There are different symptoms a person may have when they find out they are intolerant to either gluten or dairy. Knowing the signs will help to ensure that you make the necessary dietary changes early on. The following guide will help to understand the types of intolerances and how to identify them.
Gluten is a set of proteins that exist in certain foods. In coeliac sufferers, ingesting gluten based foods will lead to the immune system attacking the cells which line the intestine. Wheat, spelt, kamut, barley and rye all have gluten, which means many processed foods and pre-made foods will have gluten in them through the inclusion of one of the above grains.
The immune system in people who are either coeliac positive or gluten sensitive perceive gluten as a foreign invader. When the intestinal surface (villi) becomes damaged, there is an inability to absorb nutrients from food. This often leads to malnutrition conditions that can be triggered by pregnancy, childbirth, viral infections, and severe emotional stress or even after routine surgery. If the intake of gluten foods is continued in a coeliac, the intestinal cells will eventually be destroyed. Gluten is found everywhere in our food supply so it is important to understand where to find it and how to avoid it.
When a coeliac is undiagnosed, they may believe they have an intolerance to only lactose, which is found in dairy products. Once a coeliac is diagnosed and begins to follow a gluten free diet, after some time they will lose the intolerance to lactose. That is not to say all lactose intolerant people have gluten intolerance but the symptoms of both are quite similar. Bloating, stomach cramps, leaky gut syndrome, acid reflux, skin problems, nausea and diarrhoea are all symptoms of dairy intolerance and are shared symptoms with coeliac. Other signs of gluten intolerance include infertility, hormone imbalance, chronic fatigue, anxiety and depression. In more serious cases consumption of gluten or wheat can lead to hospitalisation or even death. Your doctor or nutritional therapist will be able to run tests to determine which you have a problem with, or if you should avoid both.
Calcium is a vital part of the body and is hugely taken in through dairy products. If you are avoiding dairy it is important to make sure that you are eating calcium rich foods such as oranges, kale, brocolli or sardines. Did you know there is more calcium in a glass of freshly squeezed orange juice than there is in a glass of milk?
Learning to live with dairy or gluten intolerance will mean living without foods that may have been integral to your diet.
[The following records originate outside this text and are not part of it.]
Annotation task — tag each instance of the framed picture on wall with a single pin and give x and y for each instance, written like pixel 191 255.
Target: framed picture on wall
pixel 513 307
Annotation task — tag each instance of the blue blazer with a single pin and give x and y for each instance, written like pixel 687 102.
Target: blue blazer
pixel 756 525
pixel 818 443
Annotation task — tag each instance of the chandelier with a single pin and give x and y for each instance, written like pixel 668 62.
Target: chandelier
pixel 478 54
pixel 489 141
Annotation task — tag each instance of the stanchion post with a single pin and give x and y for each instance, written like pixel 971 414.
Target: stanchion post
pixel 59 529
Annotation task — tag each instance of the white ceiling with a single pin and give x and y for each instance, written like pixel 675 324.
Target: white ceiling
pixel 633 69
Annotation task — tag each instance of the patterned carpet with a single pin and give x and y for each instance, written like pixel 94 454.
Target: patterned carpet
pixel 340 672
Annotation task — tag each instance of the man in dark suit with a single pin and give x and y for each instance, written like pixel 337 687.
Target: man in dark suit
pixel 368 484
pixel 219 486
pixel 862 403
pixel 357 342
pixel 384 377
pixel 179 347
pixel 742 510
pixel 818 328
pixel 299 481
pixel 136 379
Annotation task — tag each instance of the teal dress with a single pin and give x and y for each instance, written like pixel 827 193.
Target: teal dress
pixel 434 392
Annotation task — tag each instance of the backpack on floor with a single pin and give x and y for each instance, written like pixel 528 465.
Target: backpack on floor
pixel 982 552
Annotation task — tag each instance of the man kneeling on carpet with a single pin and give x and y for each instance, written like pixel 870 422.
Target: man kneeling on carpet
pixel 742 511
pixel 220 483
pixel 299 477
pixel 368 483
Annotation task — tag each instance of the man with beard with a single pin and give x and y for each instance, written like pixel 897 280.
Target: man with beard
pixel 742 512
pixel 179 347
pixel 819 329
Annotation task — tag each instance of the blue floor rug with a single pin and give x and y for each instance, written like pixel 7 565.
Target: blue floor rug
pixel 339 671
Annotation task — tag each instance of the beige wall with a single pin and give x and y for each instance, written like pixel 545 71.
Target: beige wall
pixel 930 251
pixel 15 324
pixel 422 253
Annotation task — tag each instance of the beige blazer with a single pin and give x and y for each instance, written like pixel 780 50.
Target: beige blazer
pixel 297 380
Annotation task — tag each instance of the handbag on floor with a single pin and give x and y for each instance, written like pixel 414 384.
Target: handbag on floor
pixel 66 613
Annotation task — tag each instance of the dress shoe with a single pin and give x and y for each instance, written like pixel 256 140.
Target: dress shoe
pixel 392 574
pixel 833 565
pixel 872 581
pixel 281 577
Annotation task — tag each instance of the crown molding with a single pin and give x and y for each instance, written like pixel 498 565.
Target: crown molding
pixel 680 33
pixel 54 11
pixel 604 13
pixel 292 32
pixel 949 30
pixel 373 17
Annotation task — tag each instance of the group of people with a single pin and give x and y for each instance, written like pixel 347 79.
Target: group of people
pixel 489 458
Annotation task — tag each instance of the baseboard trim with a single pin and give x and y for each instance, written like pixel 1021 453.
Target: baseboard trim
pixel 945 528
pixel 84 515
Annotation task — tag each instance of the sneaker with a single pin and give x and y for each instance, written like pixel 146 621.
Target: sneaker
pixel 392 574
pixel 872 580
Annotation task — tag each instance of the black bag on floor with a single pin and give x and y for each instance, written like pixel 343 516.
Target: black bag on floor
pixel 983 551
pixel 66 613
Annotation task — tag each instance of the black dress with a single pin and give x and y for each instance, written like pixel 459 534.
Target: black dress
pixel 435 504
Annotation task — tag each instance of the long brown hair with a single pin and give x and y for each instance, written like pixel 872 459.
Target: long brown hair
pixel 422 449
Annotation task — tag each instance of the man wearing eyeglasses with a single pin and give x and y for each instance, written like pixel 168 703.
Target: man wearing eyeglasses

The good news is that there are many alternatives to your regular foods. Common alternatives to milk include soya based milk, nut based milks such as almond, hazelnut or cashew, hemp and coconut milk. There are also many alternatives to gluten, so it will be easy to create meals that are diverse and which you still want to eat. Foods such as rice, buckwheat, millet, polenta, quinoa or uncontaminated oats are all gluten free.
One downfall of having such an intolerance is that it becomes difficult to find hidden gluten in foods that have been pre-made or processed such as soya sauce, baking powder , beer
, brown rice syrup, cereal
, coffee (usually flavoured), some dairy products, for example, modified starch in
yoghurts, cottage cheese, chocolate
, and even meat flavourings may
contain wheat. Learning to look for these hidden gluten products will be imperative to making sure the body stays as healthy as possible.
Living with coeliac disease or dairy intolerance is something which requires ongoing work to always exclude these food types food from your diet. Having a good range of alternatives and being organised is a good step in ensuring that you will not slip. After living a gluten free or dairy free diet for sometime and allowing your body to heal from the past intake, you will find that you feel much better mentally and physically.